There are a few ways to detect intentional PDF edits, like seeing reused object IDs, metadata indicating different edits, or changes more than a few seconds apart. But even then, the question becomes whether those edits are expected. For example, if you're filling out a PDF form, then we'd expect the edits (filled-out form) to happen long after the initial document was created. Seeing a clear indication of an edit may not be suspicious; you must take the context into consideration.

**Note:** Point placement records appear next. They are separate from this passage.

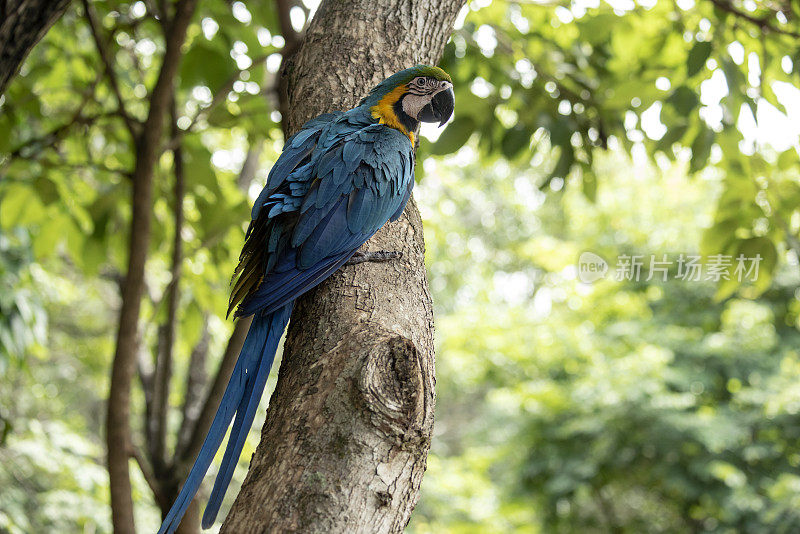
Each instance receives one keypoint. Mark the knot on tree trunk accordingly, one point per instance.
(392, 384)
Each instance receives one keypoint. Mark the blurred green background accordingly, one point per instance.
(619, 128)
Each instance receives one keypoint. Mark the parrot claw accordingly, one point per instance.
(377, 256)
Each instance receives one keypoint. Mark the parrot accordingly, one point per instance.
(338, 180)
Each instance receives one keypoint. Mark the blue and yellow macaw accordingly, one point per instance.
(338, 180)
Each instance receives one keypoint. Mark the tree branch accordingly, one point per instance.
(219, 96)
(186, 455)
(291, 40)
(157, 423)
(193, 396)
(102, 49)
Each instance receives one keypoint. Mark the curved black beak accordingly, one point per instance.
(440, 107)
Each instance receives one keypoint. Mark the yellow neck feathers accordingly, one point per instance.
(384, 111)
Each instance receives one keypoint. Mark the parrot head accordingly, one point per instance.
(418, 94)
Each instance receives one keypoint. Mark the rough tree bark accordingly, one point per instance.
(22, 24)
(348, 429)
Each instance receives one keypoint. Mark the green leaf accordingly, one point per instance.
(701, 149)
(683, 99)
(205, 65)
(697, 58)
(514, 140)
(455, 135)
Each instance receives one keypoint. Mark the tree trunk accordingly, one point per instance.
(22, 24)
(345, 443)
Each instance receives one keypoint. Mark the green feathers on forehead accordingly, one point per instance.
(402, 77)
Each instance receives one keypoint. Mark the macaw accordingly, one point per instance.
(337, 181)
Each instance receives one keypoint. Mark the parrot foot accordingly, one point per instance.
(377, 256)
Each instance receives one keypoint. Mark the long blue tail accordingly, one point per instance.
(241, 399)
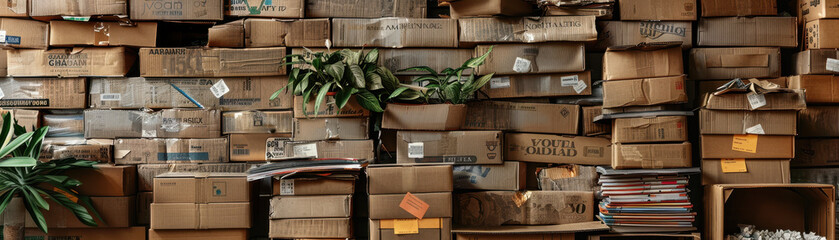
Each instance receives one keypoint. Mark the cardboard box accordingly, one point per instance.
(623, 33)
(647, 130)
(644, 92)
(315, 129)
(741, 171)
(371, 9)
(496, 208)
(257, 147)
(214, 62)
(764, 146)
(72, 33)
(458, 147)
(805, 207)
(523, 117)
(67, 62)
(547, 148)
(424, 116)
(388, 205)
(539, 85)
(201, 10)
(658, 10)
(509, 176)
(392, 179)
(394, 32)
(43, 93)
(337, 228)
(633, 63)
(730, 63)
(651, 156)
(259, 8)
(200, 216)
(527, 30)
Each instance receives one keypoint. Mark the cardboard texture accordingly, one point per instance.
(532, 58)
(496, 208)
(171, 150)
(658, 10)
(767, 146)
(458, 147)
(522, 117)
(388, 206)
(177, 10)
(67, 62)
(646, 130)
(651, 156)
(748, 32)
(633, 64)
(757, 171)
(394, 32)
(71, 33)
(547, 148)
(730, 63)
(805, 207)
(214, 62)
(409, 178)
(424, 117)
(644, 92)
(527, 30)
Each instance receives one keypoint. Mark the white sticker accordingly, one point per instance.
(499, 82)
(569, 81)
(416, 150)
(219, 89)
(756, 129)
(522, 65)
(756, 100)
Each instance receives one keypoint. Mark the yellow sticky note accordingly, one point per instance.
(405, 226)
(733, 165)
(744, 143)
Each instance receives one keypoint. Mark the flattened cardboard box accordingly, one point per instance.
(497, 208)
(66, 62)
(522, 117)
(394, 32)
(214, 62)
(527, 30)
(532, 58)
(730, 63)
(458, 147)
(748, 32)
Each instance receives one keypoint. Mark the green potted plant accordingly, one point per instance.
(26, 183)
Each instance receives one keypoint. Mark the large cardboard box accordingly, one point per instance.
(43, 93)
(728, 171)
(547, 148)
(458, 147)
(644, 92)
(523, 117)
(202, 10)
(635, 63)
(748, 146)
(527, 30)
(730, 63)
(496, 208)
(805, 207)
(392, 179)
(66, 62)
(72, 33)
(214, 62)
(394, 32)
(658, 10)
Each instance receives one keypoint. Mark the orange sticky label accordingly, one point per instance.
(414, 205)
(744, 143)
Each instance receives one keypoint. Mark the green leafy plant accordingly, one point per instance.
(449, 84)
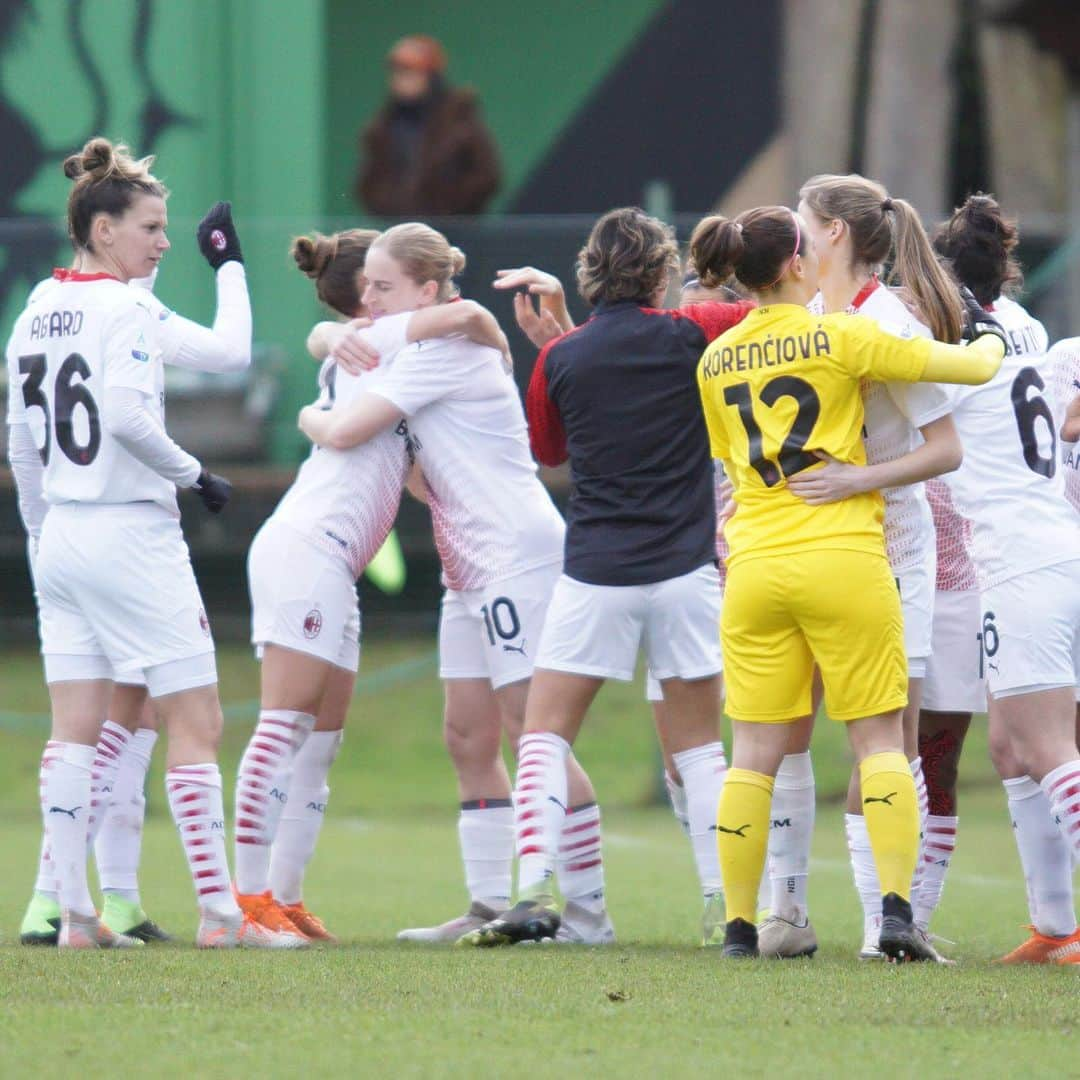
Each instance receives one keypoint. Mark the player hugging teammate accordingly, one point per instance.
(826, 401)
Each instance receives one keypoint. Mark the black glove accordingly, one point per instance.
(217, 237)
(977, 321)
(213, 489)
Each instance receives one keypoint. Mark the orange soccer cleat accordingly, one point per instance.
(308, 923)
(264, 909)
(1039, 948)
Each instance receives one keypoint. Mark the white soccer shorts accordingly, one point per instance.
(1030, 631)
(917, 601)
(302, 597)
(117, 593)
(597, 630)
(493, 632)
(954, 680)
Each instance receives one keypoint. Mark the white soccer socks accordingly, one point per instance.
(703, 769)
(791, 834)
(111, 744)
(939, 844)
(302, 817)
(194, 798)
(119, 844)
(486, 834)
(65, 804)
(1062, 787)
(580, 865)
(261, 792)
(540, 796)
(1044, 856)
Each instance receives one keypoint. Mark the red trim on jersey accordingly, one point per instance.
(864, 294)
(547, 433)
(61, 273)
(713, 316)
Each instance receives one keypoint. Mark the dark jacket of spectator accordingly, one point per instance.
(428, 158)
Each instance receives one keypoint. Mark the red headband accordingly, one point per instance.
(787, 265)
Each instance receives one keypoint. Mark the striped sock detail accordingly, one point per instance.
(262, 790)
(194, 798)
(46, 875)
(580, 861)
(539, 809)
(937, 847)
(923, 804)
(111, 744)
(1062, 787)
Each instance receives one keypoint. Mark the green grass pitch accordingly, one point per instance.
(655, 1004)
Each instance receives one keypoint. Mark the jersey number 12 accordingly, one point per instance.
(67, 394)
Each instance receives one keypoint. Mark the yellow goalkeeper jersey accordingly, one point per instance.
(780, 386)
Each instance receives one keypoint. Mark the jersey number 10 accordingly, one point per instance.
(67, 394)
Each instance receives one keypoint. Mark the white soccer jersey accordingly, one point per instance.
(893, 414)
(493, 517)
(1065, 358)
(347, 500)
(86, 335)
(1011, 484)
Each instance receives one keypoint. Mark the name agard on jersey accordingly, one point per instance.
(772, 352)
(55, 324)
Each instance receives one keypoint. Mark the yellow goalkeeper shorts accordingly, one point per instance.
(783, 613)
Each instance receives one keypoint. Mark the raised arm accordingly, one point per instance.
(547, 434)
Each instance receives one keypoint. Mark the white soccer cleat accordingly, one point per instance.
(239, 931)
(785, 940)
(928, 942)
(88, 931)
(446, 933)
(872, 932)
(581, 927)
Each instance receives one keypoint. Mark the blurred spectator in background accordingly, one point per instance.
(427, 152)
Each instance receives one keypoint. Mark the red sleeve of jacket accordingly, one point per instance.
(715, 316)
(547, 435)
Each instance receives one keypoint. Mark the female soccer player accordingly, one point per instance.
(306, 622)
(617, 397)
(131, 730)
(467, 423)
(1028, 580)
(808, 584)
(113, 579)
(908, 436)
(541, 324)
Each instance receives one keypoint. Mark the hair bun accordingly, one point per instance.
(313, 254)
(98, 158)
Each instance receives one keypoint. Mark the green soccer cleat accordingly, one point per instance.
(526, 921)
(713, 920)
(123, 917)
(41, 925)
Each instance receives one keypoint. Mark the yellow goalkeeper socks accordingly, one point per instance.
(742, 837)
(891, 810)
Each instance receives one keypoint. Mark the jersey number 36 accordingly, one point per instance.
(67, 394)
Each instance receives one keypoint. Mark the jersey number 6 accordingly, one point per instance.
(793, 457)
(67, 394)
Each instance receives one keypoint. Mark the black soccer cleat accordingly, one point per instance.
(526, 921)
(900, 939)
(149, 931)
(740, 941)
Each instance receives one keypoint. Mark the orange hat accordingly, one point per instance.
(420, 52)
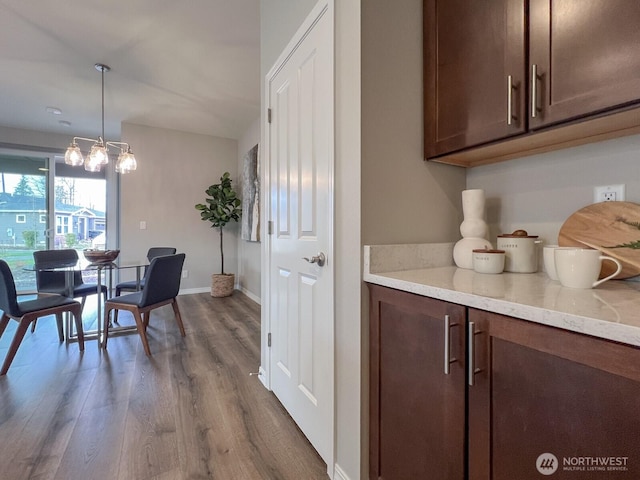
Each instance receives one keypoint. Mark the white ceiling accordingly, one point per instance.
(189, 65)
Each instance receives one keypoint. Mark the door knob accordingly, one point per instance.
(319, 259)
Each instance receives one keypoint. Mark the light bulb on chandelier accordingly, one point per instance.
(99, 153)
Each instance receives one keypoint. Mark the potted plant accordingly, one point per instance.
(222, 205)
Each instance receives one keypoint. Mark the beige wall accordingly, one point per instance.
(538, 193)
(174, 170)
(404, 198)
(249, 255)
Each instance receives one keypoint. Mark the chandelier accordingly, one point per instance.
(99, 153)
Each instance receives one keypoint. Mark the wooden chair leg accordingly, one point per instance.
(23, 326)
(77, 315)
(60, 327)
(4, 321)
(176, 312)
(107, 316)
(142, 332)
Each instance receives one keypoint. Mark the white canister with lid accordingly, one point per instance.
(521, 251)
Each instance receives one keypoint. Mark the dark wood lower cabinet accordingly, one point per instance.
(542, 390)
(542, 401)
(417, 412)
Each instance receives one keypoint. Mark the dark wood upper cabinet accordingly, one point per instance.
(508, 78)
(474, 66)
(587, 57)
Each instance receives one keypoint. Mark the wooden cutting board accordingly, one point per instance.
(611, 227)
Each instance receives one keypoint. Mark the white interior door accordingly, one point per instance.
(300, 198)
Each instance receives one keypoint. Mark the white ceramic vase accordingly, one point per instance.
(474, 229)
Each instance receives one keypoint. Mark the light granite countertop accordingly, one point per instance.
(610, 311)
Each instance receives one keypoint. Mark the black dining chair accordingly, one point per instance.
(161, 288)
(132, 285)
(48, 281)
(29, 311)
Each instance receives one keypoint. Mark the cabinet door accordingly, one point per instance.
(545, 399)
(587, 56)
(471, 50)
(417, 412)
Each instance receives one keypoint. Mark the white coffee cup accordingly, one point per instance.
(548, 258)
(580, 267)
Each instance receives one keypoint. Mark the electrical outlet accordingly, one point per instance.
(608, 193)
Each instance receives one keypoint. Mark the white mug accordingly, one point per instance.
(580, 267)
(548, 258)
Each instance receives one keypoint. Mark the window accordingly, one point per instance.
(62, 224)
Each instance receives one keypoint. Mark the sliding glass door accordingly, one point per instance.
(24, 213)
(45, 204)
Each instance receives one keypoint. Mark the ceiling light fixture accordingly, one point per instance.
(99, 154)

Over the last year, I have been hyperfocused on PDF documents in order to detect intentional edits and AI generation. I can finally detect some forms of AI-generated PDF documents. These are often used for fraud, as in, "ChatGPT, can you generate a sample PDF containing a Kansas electrical utility bill for me, for the amount of $1024.45? List the addressee as ..." or "I need a PDF dinner receipt at Martin's Steakhouse for three people last Wednesday." One crucial tell? Look for the dog that didn't bark, such as a filled-in template without an edit between the template and the personalized information. (AI systems generate the template and populate it at the same time, so there is no intermediate edit.)
(It's relatively easy to evaluate this image and determine that it is AI generated. But evaluating the associated PDF is significantly harder.)
The more complicated file formats are, the more difficult they become to evaluate. Among images, videos, audio files, and other types of media, PDF documents are certainly near the top of the difficulty level.